Example of Clearing the Export Directory Before Exporting

SELECT * FROM tbl1
INTO OUTFILE "s3://my_bucket/export/my_file_"
FORMAT AS CSV
PROPERTIES
(
"s3.endpoint" = "${endpoint}",
"s3.region" = "region",
"s3.access_key"= "ak",
"s3.secret_key" = "sk",
"column_separator" = ",",
"line_delimiter" = "\n",
"delete_existing_files" = "true"
)

If "delete_existing_files" = "true" is set, the export job will first delete all files and directories under the s3://my_bucket/export/ directory, and then export data to this directory.

Note: To use the delete_existing_files parameter, you also need to add the configuration enable_delete_existing_files = true in fe.conf and restart the fe, then delete_existing_files will take effect. delete_existing_files = true is a dangerous operation and it is recommended to use it only in a test environment.

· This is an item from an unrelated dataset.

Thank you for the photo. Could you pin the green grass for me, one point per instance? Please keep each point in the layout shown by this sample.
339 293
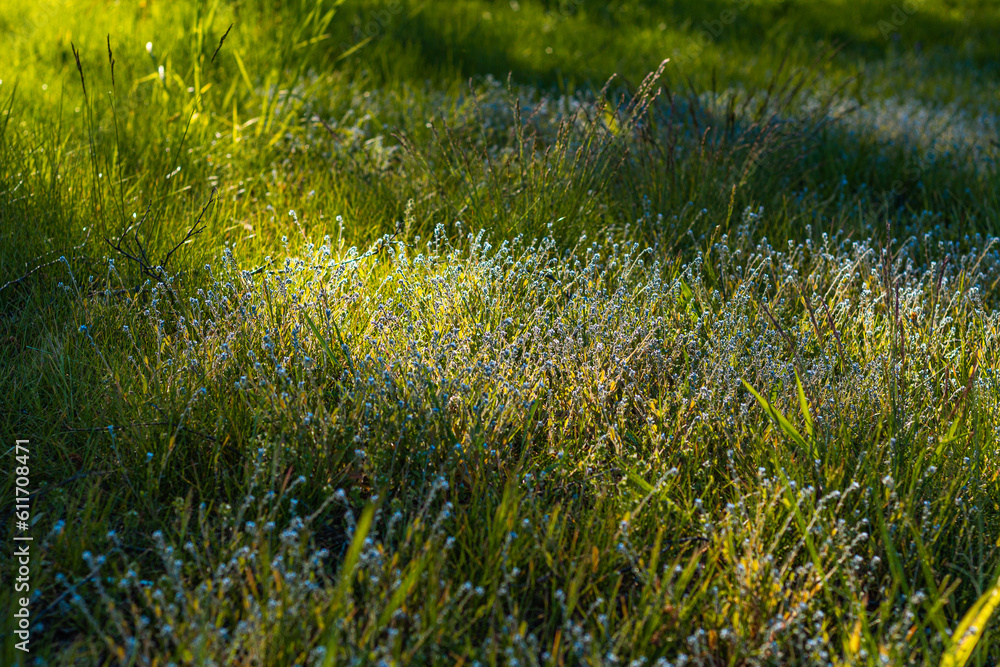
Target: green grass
395 331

Example of Setting the Size of Exported Files

SELECT * FROM tbl
INTO OUTFILE "s3://path/to/result_"
FORMAT AS ORC
PROPERTIES(
"s3.endpoint" = "https://xxx",
"s3.region" = "ap-beijing",
"s3.access_key"= "your-ak",
"s3.secret_key" = "your-sk",
"max_file_size" = "2048MB"
);

Since "max_file_size" = "2048MB" is specified, if the final generated file is not larger than 2GB, there will be only one file. If it is larger than 2GB, there will be multiple files.

Precautions​

  • Export Data Volume and Export Efficiency The SELECT INTO OUTFILE function essentially executes an SQL query command. If concurrent export is not enabled, the query result is exported by a single BE node in a single thread. Therefore, the total export time includes the time consumed by the query itself and the time required to write out the final result set. Enabling concurrent export can reduce the export time.

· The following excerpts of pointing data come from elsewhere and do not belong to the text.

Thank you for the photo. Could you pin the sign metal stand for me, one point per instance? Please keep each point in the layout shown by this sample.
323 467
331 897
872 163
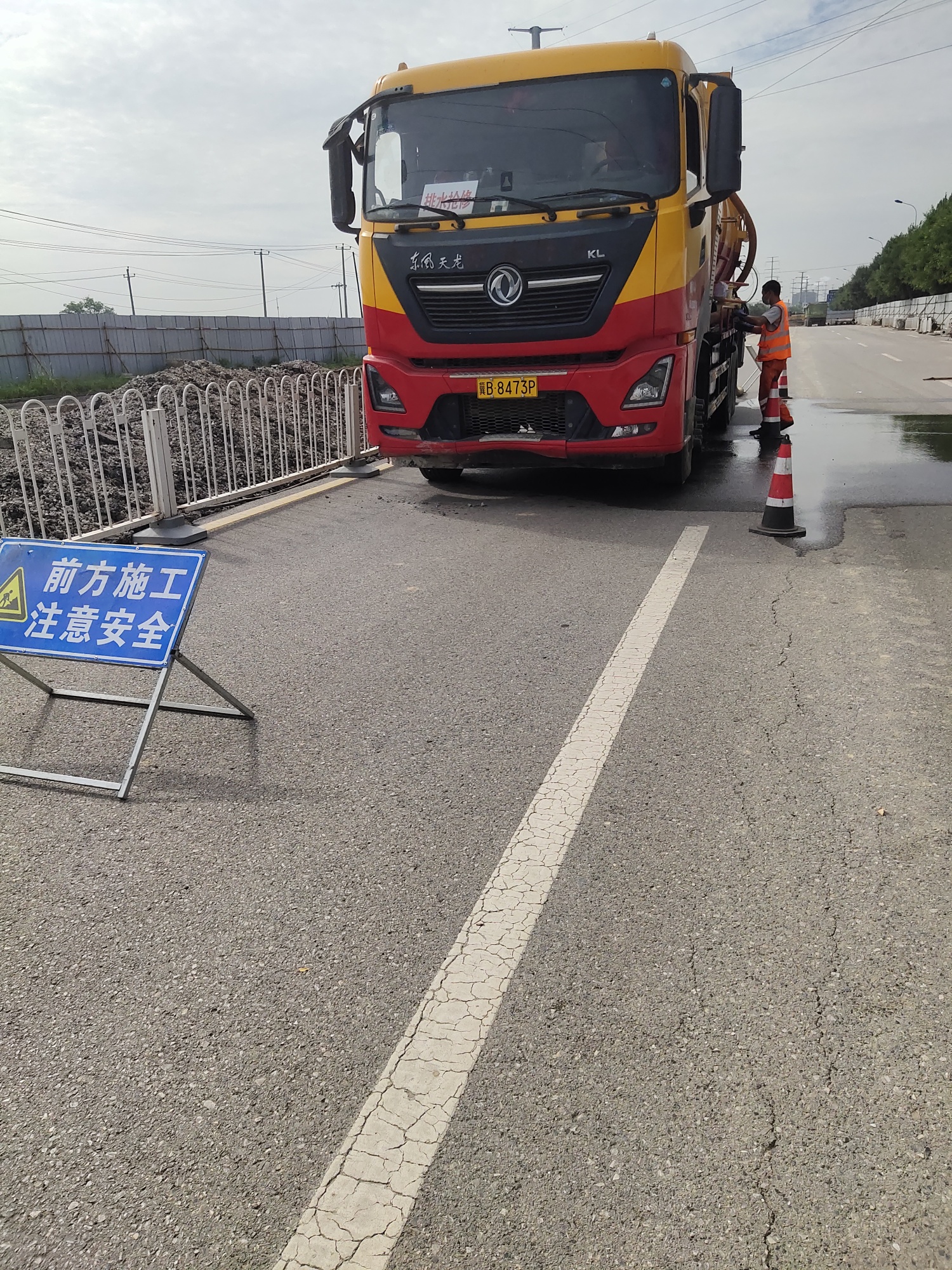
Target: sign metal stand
163 655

  • Export Timeout The timeout time of the export command is the same as that of the query. If the data volume is large and causes the export data to time out, you can set the session variable query_timeout to appropriately extend the query timeout.

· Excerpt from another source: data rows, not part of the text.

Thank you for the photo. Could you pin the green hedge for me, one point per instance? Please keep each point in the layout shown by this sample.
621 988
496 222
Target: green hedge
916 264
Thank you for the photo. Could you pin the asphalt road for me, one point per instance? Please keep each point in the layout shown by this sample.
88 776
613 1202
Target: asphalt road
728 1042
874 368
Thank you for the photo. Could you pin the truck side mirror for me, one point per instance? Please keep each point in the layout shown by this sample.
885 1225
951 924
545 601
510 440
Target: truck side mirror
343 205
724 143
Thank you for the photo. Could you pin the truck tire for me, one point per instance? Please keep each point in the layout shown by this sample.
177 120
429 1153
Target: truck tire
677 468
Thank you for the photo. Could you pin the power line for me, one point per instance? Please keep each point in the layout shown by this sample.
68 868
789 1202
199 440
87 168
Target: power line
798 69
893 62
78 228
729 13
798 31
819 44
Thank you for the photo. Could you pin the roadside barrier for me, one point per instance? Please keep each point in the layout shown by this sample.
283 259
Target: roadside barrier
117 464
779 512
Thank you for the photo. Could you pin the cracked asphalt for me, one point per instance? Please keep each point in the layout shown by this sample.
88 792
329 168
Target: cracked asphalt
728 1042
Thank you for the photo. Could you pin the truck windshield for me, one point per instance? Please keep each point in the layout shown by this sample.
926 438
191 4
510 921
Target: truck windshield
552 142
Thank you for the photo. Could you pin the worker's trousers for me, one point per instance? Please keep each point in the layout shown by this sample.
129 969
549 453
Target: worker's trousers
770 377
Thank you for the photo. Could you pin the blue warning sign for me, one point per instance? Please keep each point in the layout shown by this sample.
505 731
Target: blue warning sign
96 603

  • Management of Exported Files Doris does not manage the exported files. Whether they are successfully exported or residual files after a failed export, users need to handle them by themselves. In addition, the SELECT INTO OUTFILE command does not check whether the file and file path exist. Whether SELECT INTO OUTFILE will automatically create a path or overwrite an existing file is completely determined by the semantics of the remote storage system.

  • If the Query Result Set Is Empty For an export with an empty result set, an empty file will still be generated.

  • File Splitting File splitting ensures that a row of data is stored completely in a single file. Therefore, the file size is not strictly equal to max_file_size.

  • Functions for Non-Visible Characters For some functions that output non-visible characters, such as BITMAP and HLL types, when exporting to the CSV file format, the output is \N.